Are the commands enumerated so that a gateway can run whatever "SUBMISSION" references without having to know that "sbatch" is the desired command on a target system? If so, the variables are needed just for that.

If the variables aren't needed because the desired design is that a gateway hardcodes the commands based on jobManager type, then the suggestion for having BinPaths makes a lot of sense.

ericfranz commented 2 years ago

I think most preexisting gateways hardcode the commands based on jobManager type if they support job multiple job managers, so supporting this would help adoption.

ericfranz commented 2 years ago

I think the expectation right now would seem that the gateway will need to know how to interact with the jobManager type. It isn't like by abstracting the job manager command paths behind generic "variables" such as SUBMISSION and JOB_MONITORING and DELETION that a gateway could suddenly become ignorant of the job manager. The gateway will still need to know whether it is using qsub or bsub or sbatch and understand how to use each because of each accept different arguments and have different output.

In OnDemand there are cases where the default bin directory doesn't contain a specific binary so it needs to be customizable so with https://osc.github.io/ood-documentation/latest/installation/cluster-config-schema.html#bin-overrides this can be done:

# An example in Slurm
job:
  adapter: "slurm"
  bin: "/opt/slurm/bin"
  conf: "/opt/slurm/etc/slurm.conf"
  bin_overrides:
      # Override just want you want/need to
      sbatch: "/usr/local/slurm/bin/sbatch_wrapper"

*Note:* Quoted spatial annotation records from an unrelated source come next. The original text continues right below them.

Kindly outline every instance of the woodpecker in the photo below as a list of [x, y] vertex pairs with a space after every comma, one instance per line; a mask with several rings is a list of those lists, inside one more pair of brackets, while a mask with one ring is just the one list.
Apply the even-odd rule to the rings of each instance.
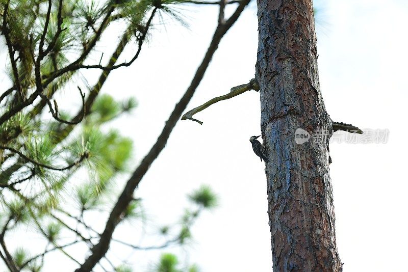
[[262, 159], [264, 159], [264, 160], [268, 162], [269, 161], [269, 159], [267, 158], [262, 153], [262, 145], [257, 140], [258, 137], [260, 137], [260, 135], [259, 136], [252, 136], [249, 138], [249, 142], [252, 144], [252, 149], [253, 152], [257, 154], [257, 156], [261, 158], [261, 161], [262, 161]]

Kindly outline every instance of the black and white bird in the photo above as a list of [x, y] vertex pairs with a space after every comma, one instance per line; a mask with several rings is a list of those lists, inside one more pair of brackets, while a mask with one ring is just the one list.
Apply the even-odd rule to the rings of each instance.
[[262, 159], [264, 159], [264, 160], [268, 162], [269, 161], [269, 159], [264, 155], [262, 152], [262, 145], [257, 140], [258, 137], [260, 137], [260, 135], [259, 136], [252, 136], [249, 138], [249, 142], [252, 144], [252, 149], [253, 152], [257, 154], [257, 156], [261, 158], [261, 161], [262, 161]]

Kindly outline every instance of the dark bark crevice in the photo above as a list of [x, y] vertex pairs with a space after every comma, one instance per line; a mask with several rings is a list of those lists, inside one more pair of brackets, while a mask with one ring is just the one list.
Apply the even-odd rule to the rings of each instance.
[[[332, 122], [317, 69], [311, 0], [258, 0], [256, 78], [266, 165], [274, 271], [341, 270], [328, 170]], [[295, 131], [328, 132], [296, 144]]]

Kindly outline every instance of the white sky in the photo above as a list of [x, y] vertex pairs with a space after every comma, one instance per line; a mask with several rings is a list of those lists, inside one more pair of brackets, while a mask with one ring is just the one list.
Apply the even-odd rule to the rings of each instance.
[[[408, 2], [323, 4], [318, 50], [326, 109], [335, 121], [390, 131], [387, 144], [330, 147], [344, 271], [406, 271]], [[139, 102], [132, 114], [112, 124], [134, 140], [135, 168], [188, 86], [215, 29], [216, 8], [193, 10], [185, 11], [189, 30], [174, 22], [165, 30], [157, 25], [137, 62], [113, 72], [103, 89], [119, 98], [134, 96]], [[188, 110], [253, 77], [257, 23], [252, 3], [221, 42]], [[116, 41], [118, 33], [112, 31], [106, 40]], [[109, 52], [113, 46], [99, 50]], [[153, 215], [154, 224], [149, 226], [176, 220], [187, 206], [186, 194], [201, 184], [210, 184], [218, 194], [219, 207], [202, 214], [192, 230], [194, 242], [186, 249], [187, 253], [180, 253], [182, 259], [186, 254], [188, 261], [197, 263], [204, 272], [271, 270], [264, 165], [249, 142], [250, 136], [260, 134], [259, 103], [259, 93], [248, 92], [197, 114], [202, 126], [179, 122], [137, 191]], [[130, 226], [117, 237], [136, 242], [139, 227]], [[122, 247], [112, 249], [112, 256], [128, 256]], [[159, 253], [138, 252], [128, 260], [135, 263], [135, 271], [147, 271]], [[48, 260], [53, 265], [61, 263]], [[72, 267], [67, 263], [58, 270]], [[45, 270], [56, 271], [55, 266]]]

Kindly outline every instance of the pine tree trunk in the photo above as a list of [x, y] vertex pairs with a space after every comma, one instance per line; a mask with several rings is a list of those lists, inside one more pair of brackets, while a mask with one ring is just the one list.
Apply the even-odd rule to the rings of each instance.
[[340, 271], [329, 137], [295, 141], [298, 128], [332, 130], [319, 84], [312, 0], [258, 0], [258, 6], [256, 78], [270, 159], [265, 173], [273, 271]]

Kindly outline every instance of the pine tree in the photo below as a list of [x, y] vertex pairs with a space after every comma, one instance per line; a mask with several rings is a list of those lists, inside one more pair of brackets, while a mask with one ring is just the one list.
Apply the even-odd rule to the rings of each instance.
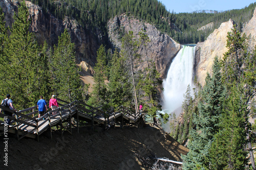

So OnDemand looks for Slurm binaries under /opt/slurm/bin except for sbatch where it uses /usr/local/slurm/bin/sbatch_wrapper.

That is my context for this discussion. I imagine that commandBinPath or batchSystemBinPath and then the individual commandPaths might offer similar flexibility.

But the latter (commandPaths) needs more thought I think if the enums are not fixed (i.e. SUBMISSION). Also, if the command path looked like "name": "SUBMISSION", "path": "/usr/bin/sbatch" from the gateway knowing how to use Slurm, it might still have to have a hardcoded mapping in the gateway code between "SUBMISSION" and "sbatch" when the jobManager is slurm so that it knows that this variable "SUBMISSION" means the value will be the path to the sbatch binary - because the gateway is still responsible right now for knowing how to work with sbatch (what arguments to provide it and how to parse the output).

So it isn't yet clear to me the value of commandPaths having generic variable names like "SUBMISSION" and "DELETION".